Whenever a node gets a read operation, the nodes check the in-memory buffer before accessing disk. If present, the object is returned from the in-memory buffer. Otherwise, the object is retrieved from disk.

Durability is a trade-off. The hosts with the in-memory buffer can crash. To overcome this, the Co-ordinator node instructs one of the "N" nodes responsible for the key to perform a "durable" write. This does not effect performance since the writes only wait for W responses. (This works because: W < N).

Partition Strategies

Strategy 1: T random tokens per node and partition by token value
Strategy 2: T random tokens per node and equal sized partitions
Strategy 3: Q/S tokens per node, equal-sized partitions

Strategy 1

Unequal partition ranges, because the partition ranges are just defined by laying the tokens in the hash space in order. Every two continuous tokens define a range.
Goes back to earlier point of not being able to add more nodes to handle extra request load, since the performance is non-deterministic.

Strategy 2

Q equally sized partitions.
Q is usually set such that Q >> N and Q >> S*T, where S is the number of nodes in the system.
Partition scheme does not depend on the tokens.

Strategy 3

Each node is assigned Q/S tokens where S is the number of nodes in the system. When a node leaves the system, its tokens are randomly distributed to the remaining nodes such that these properties are preserved. Similarly, when a node joins the system it "steals" tokens from nodes in the system in a way that preserves these properties.

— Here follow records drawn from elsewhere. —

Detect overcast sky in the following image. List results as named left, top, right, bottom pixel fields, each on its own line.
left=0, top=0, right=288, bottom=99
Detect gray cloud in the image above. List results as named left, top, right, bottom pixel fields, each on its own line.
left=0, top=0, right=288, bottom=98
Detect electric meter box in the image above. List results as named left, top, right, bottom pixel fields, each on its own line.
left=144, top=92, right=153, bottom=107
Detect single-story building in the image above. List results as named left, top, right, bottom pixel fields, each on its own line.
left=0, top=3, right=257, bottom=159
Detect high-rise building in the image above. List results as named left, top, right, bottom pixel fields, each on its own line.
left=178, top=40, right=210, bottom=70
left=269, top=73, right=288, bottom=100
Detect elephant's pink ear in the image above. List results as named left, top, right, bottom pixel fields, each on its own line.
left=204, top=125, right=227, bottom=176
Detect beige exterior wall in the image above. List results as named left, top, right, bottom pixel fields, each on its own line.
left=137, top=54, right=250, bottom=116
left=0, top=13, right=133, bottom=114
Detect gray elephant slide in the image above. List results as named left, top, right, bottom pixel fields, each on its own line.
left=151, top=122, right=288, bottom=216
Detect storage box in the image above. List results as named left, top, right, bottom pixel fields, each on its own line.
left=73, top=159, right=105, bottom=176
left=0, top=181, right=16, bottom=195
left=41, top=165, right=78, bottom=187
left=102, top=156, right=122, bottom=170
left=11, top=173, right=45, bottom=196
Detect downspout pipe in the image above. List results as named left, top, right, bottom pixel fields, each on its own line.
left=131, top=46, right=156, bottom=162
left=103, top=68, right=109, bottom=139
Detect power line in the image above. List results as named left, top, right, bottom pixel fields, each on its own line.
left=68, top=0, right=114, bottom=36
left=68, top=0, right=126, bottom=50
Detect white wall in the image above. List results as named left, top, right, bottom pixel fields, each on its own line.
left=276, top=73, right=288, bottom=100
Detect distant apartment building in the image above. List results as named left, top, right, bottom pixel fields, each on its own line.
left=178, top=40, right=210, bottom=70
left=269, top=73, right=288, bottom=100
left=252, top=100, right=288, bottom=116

Strategy 3 comes out to be the best.

Size of membership information per node is the least.
Faster bootstrapping/recovery.
Ease of Archival.

Opinion:

The above section requires some more in-depth analysis to showcase why Strategy 3 is the best. Expect an update.

Divergent Object Versions

Network Partitions
Excessive concurrent writers

Client or Server driven Co-ordination

Load-Balancer forwards a request it receives uniformly to any node in the ring. Write requests require a Co-ordinator node (top node from the preference list for the key). Read requests do not.
Clients can poll a dynamo node to figure out which nodes are in the preference list for their key of choice. The requests can then be routed directly to that node, this avoids a network hop and a need for a load balancer.

Background vs Foreground

Only grant and allow background tasks in time slices depending on the measurement of how much load foreground tasks are currently causing (latencies for disk operations, failed database accesses due to lock-contention and transaction timeouts, and request queue wait times). The "admission controller" manages this process.

Conclusion

Primary advantage of Dynamo is that it provides the necessary knobs using the three parameters of (N,R,W) to tune their instance based on their needs.
For new applications that want to use Dynamo, some analysis is required during the initial stages of the development to pick the right conflict resolution mechanisms that meet the business case appropriately
Dynamo adopts a full membership model where each node is aware of the data hosted by its peers. To do this, each node actively gossips the full routing table with other nodes in the system.